At the beginning of each semester, a student registers for several subjects. At the end of the semester, the student receives a grade for the subject.
In the above paragraph, we can quickly identify several "entities", for each of which we need to save additional information, and for each of which we therefore need a separate table. While we think about what additional information we need to store, the need for some additional tables soon becomes clear.
In actual practice additional information is required (for instance: payments; course requirements by career, to compare whether a student has fulfilled the requirements for the degree; and other information), I will leave it at these brief examples.
Denormalization
When following the rules outlined above, your tables will usually follow most formal definitions of "normalization". However, I suggest to use the rules above as general guidelines. Full normalization is not always the most efficient way to do things. For instance, you might consider the creation of a separate address table, as outlined above, as too much trouble, and prefer to leave two fields for emails (email1, email2).
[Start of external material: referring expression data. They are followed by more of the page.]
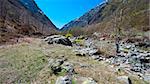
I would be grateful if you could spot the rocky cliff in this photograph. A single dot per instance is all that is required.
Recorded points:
(22, 17)
(124, 14)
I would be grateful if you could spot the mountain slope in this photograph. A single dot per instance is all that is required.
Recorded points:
(129, 15)
(22, 17)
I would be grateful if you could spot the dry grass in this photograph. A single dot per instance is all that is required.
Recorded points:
(28, 62)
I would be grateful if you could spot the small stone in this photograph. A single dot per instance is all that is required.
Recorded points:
(64, 80)
(125, 79)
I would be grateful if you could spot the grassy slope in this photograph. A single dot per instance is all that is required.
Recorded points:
(134, 19)
(28, 62)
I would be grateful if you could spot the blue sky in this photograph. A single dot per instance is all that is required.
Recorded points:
(61, 12)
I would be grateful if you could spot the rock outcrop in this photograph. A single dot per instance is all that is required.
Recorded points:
(23, 17)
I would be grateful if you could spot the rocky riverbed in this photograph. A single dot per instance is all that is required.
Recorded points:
(131, 58)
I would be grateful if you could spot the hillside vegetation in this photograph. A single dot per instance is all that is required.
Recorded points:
(130, 16)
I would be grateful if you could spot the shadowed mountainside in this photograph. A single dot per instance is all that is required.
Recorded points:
(22, 17)
(130, 16)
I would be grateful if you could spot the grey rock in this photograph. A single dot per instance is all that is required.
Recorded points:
(64, 80)
(68, 67)
(89, 81)
(147, 78)
(86, 51)
(124, 79)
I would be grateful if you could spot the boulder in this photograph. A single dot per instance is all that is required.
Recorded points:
(147, 78)
(58, 39)
(64, 80)
(86, 51)
(59, 65)
(124, 79)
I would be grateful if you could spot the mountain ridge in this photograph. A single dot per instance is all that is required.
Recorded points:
(23, 17)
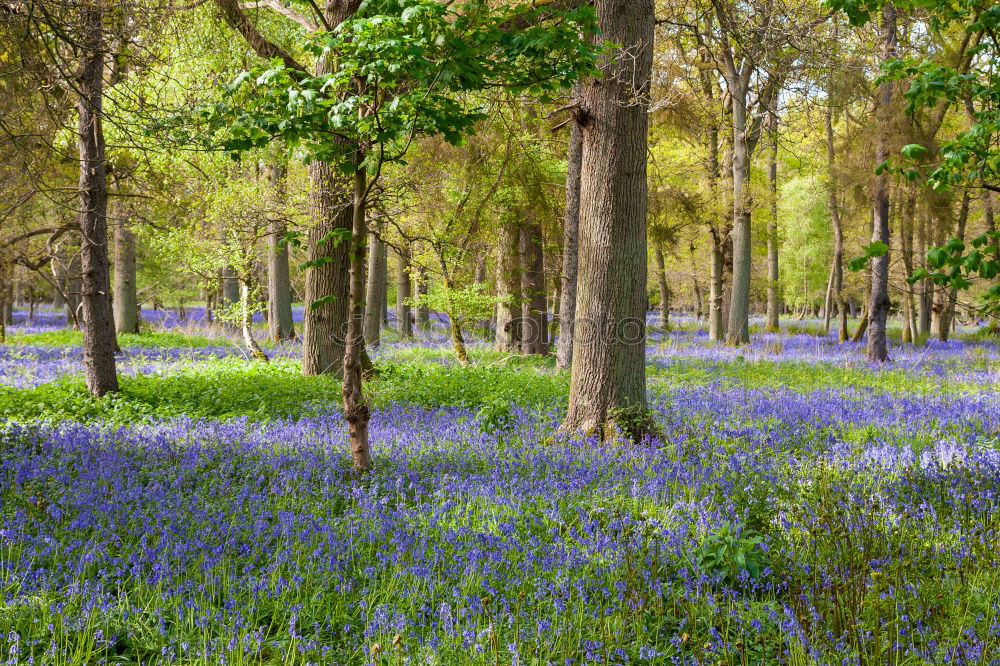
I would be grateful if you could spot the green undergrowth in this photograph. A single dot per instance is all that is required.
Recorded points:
(802, 376)
(70, 338)
(230, 388)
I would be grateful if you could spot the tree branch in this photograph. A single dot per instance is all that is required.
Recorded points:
(266, 49)
(280, 8)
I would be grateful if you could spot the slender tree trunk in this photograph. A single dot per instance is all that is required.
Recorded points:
(99, 342)
(356, 410)
(126, 300)
(949, 296)
(859, 332)
(773, 295)
(74, 290)
(878, 306)
(571, 235)
(246, 324)
(699, 305)
(403, 281)
(423, 312)
(906, 246)
(828, 301)
(508, 289)
(534, 308)
(279, 285)
(377, 275)
(926, 290)
(661, 279)
(609, 369)
(4, 277)
(715, 296)
(737, 330)
(327, 283)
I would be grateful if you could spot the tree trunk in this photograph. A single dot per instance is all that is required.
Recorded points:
(878, 306)
(838, 230)
(279, 285)
(773, 295)
(126, 300)
(356, 410)
(74, 290)
(508, 288)
(906, 247)
(571, 234)
(403, 324)
(377, 270)
(699, 306)
(534, 311)
(423, 312)
(99, 342)
(327, 283)
(926, 292)
(715, 296)
(661, 279)
(949, 296)
(859, 333)
(246, 324)
(608, 384)
(4, 277)
(737, 328)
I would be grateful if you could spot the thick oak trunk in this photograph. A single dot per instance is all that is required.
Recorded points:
(878, 302)
(99, 342)
(327, 283)
(356, 410)
(608, 384)
(373, 299)
(773, 295)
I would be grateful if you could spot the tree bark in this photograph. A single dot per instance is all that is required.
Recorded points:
(661, 279)
(906, 247)
(608, 385)
(327, 283)
(246, 324)
(373, 305)
(878, 304)
(125, 304)
(356, 410)
(773, 295)
(423, 312)
(949, 297)
(833, 197)
(403, 284)
(99, 342)
(926, 292)
(571, 234)
(715, 295)
(279, 285)
(534, 312)
(508, 288)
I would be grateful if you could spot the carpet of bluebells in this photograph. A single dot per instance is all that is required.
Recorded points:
(799, 506)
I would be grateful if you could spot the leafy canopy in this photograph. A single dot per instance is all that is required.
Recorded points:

While this is not completely normalized, you may consider that you don't need a third email anyway, that you don't need to access all emails systematically (for automatic processing, you will only use the default email, email1, anyway), and that maintaining an additional table requires additional overhead.
Summary
Whether you use a more formal definition, which you can find in other texts, or the rules outlined above, proper normalization of your database structures can often help you save space, avoid certain anomalies, and add flexibility to your database system.